Research team awarded Schmidt Sciences grant for AI humanities project

Courtesy of Schmidt Sciences

2 min read

A Harvard research team led by Peter K. Bol, Charles H. Carswell Professor of East Asian Languages and Civilizations, has been awarded a $600,000 grant from Schmidt Sciences for a project to develop multilingual AI tools to help scholars access, analyze, and compare Eurasian historical documents.

The team is one of 23 around the world to be awarded funding from Schmidt Sciences for projects that use AI in humanities disciplines. The philanthropic organization, which funds research in science and technology, awarded a total of $11 million in this round of funding.

“We are delighted to be selected for support in this initial round of the Schmidt Science Foundation’s program for exploring how AI can better serve the humanities, and how the humanities can improve AI,” Bol said.

The project, titled “Connectivity and Individuality in Textual Traditions: Augmenting Retrieval for Eurasian Languages,” examines how Eurasian textual traditions spread, change, and compete with each other, and how AI, when trained to understand the relevant languages and history, can help scholars detect those patterns on a large scale while preserving the unique linguistic and historical details. The research team also includes Kianté Brantley, assistant professor of computer science at the Harvard John A. Paulson School of Engineering and Applied Sciences, Yehuda Halper from Bar Ilan University, Unso Jo from Cornell University, Khatchig Mouradian from Columbia University, Sebastian Nehrdich from Tohoku University, and Donald Sturgeon from Durham University.  

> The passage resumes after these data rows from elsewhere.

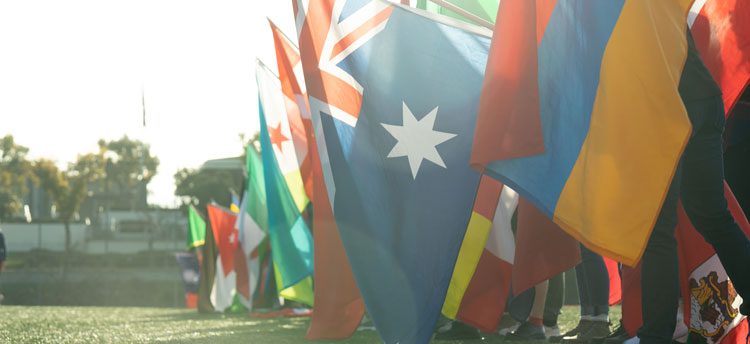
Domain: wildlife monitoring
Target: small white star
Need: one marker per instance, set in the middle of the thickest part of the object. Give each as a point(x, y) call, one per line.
point(417, 140)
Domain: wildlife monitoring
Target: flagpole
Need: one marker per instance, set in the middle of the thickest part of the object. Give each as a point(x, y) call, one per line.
point(464, 13)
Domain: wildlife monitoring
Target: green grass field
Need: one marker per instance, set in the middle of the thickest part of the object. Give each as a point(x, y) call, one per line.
point(22, 324)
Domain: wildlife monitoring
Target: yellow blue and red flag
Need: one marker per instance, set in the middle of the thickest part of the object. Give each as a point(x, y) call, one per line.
point(587, 95)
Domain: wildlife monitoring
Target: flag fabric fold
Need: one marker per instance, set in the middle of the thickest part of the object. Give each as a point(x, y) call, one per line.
point(291, 241)
point(295, 99)
point(225, 279)
point(338, 306)
point(611, 140)
point(483, 301)
point(196, 228)
point(712, 304)
point(377, 76)
point(543, 250)
point(721, 30)
point(247, 264)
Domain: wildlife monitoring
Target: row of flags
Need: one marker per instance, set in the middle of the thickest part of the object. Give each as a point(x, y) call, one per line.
point(416, 136)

The researchers will conduct five case studies on documents ranging from Aristotelian commentaries to midwifery registers, written in eight underserved languages: Greek, Arabic, Hebrew, Armenian, Sanskrit, Chinese, and Tibetan. A computer science team will pre-train small-to-medium multilingual foundation models, build a Graph-RAG pipeline that tracks intertextuality, corpus formation, and concept drift across time and translation, and then will release an evaluation framework that combines expert judgment with quantitative metrics.

The goal is to produce rigorously tested tools that can search across broad historical time periods in low-resource languages, and to produce an AI workflow that keeps scholars involved, aiding traditional humanities research with state-of-the-art multilingual natural-language processing.